Comparison of known protein concentration with relative abundance measured by mass spectrometry. Measured protein abundance is plotted on a log–log scale against known femtomole concentration for each of six nonhuman proteins spiked in to human serum by Mueller et al. The lines show best fit by regression, and the corresponding log–log scale slopes and correlation values (R2) for both the log–log scale and the original scale are shown below each plot.

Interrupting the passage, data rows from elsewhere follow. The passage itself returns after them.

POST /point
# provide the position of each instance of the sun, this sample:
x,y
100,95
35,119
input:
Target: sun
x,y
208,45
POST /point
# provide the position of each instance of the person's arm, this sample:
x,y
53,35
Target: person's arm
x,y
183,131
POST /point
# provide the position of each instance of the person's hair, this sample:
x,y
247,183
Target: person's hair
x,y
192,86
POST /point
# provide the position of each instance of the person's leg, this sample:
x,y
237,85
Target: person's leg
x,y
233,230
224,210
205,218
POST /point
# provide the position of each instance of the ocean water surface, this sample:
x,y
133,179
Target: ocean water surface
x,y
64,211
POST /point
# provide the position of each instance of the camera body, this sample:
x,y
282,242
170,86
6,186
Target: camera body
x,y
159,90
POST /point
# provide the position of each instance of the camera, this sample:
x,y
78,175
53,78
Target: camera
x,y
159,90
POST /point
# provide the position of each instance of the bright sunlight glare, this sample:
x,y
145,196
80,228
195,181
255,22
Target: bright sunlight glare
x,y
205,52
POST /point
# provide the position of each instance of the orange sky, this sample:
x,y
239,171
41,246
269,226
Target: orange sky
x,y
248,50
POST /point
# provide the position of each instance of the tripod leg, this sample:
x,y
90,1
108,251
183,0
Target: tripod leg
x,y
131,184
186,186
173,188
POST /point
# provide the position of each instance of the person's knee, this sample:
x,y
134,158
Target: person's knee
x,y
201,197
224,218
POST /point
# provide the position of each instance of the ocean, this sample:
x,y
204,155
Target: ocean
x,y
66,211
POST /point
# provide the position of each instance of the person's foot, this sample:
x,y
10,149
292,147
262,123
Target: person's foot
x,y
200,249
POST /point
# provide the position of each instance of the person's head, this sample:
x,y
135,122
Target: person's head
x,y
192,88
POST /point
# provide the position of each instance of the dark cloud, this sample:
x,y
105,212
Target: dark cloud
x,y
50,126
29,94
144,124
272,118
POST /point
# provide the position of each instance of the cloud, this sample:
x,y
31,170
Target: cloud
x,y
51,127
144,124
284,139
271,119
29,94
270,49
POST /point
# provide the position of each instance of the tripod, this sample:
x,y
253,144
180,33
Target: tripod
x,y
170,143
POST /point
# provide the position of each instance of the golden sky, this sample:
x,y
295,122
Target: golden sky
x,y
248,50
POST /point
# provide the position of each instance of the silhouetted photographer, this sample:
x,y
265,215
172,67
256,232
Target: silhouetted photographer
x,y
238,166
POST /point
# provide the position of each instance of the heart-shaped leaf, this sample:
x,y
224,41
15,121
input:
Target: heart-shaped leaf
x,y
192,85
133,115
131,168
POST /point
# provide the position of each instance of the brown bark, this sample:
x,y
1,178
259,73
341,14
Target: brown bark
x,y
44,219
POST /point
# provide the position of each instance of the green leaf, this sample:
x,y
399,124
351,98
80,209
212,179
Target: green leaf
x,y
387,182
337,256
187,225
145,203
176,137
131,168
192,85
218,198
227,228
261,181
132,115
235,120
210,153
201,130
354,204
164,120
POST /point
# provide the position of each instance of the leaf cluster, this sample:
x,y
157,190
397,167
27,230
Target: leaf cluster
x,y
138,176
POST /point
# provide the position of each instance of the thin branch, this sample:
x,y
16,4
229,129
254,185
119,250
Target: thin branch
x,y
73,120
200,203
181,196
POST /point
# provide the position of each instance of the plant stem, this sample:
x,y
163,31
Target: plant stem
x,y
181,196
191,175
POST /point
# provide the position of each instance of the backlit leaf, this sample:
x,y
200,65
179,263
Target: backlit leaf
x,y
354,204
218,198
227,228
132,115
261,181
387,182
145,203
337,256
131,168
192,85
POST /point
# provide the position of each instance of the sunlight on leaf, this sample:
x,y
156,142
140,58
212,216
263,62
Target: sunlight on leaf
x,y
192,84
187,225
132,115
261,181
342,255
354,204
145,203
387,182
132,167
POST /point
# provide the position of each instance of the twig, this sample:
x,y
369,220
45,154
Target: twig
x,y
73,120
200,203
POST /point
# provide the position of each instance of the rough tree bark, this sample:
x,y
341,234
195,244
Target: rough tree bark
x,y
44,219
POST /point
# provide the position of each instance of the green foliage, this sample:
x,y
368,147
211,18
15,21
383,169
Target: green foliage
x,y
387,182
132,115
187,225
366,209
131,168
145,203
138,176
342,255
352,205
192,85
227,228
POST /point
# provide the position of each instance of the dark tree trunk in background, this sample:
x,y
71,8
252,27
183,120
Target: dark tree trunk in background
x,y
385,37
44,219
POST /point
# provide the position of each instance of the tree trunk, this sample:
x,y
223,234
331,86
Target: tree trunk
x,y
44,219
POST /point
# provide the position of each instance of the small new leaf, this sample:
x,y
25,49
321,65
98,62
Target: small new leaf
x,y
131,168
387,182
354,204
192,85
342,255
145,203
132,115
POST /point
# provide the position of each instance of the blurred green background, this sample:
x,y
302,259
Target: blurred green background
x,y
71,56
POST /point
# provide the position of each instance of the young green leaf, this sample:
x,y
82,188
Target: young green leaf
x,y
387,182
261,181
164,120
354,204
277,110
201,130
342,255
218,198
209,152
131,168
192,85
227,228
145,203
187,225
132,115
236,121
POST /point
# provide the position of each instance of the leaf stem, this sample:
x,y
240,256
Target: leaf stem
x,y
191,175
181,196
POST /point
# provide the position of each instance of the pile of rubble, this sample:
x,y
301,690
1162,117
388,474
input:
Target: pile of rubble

Validation on a Large Dataset.

To test whether our algorithm could quantify large numbers of proteins across hundreds of experimental conditions, we analyzed the dataset generated by Foss et al. (8). This dataset comprises 472 LC-MS/MS scans of total yeast protein. Four hundred twenty eight of the scans represent two biological and two technical replicates for each of 107 progeny from a cross between two yeast strains.

Our algorithm detected 14,208 XICs that grouped across 40 or more progeny. 11,888 of these XIC groups had at least one associated MS/MS spectrum. For 3,692 XIC groups, a peptide was identified by database search (see Methods). These peptides represented 635 unique proteins. The ability to quantify 635 proteins across 40 or more progeny represents a ≈3-fold improvement in proteome coverage over the previous analysis of this dataset (see supporting information (SI) Fig. S1).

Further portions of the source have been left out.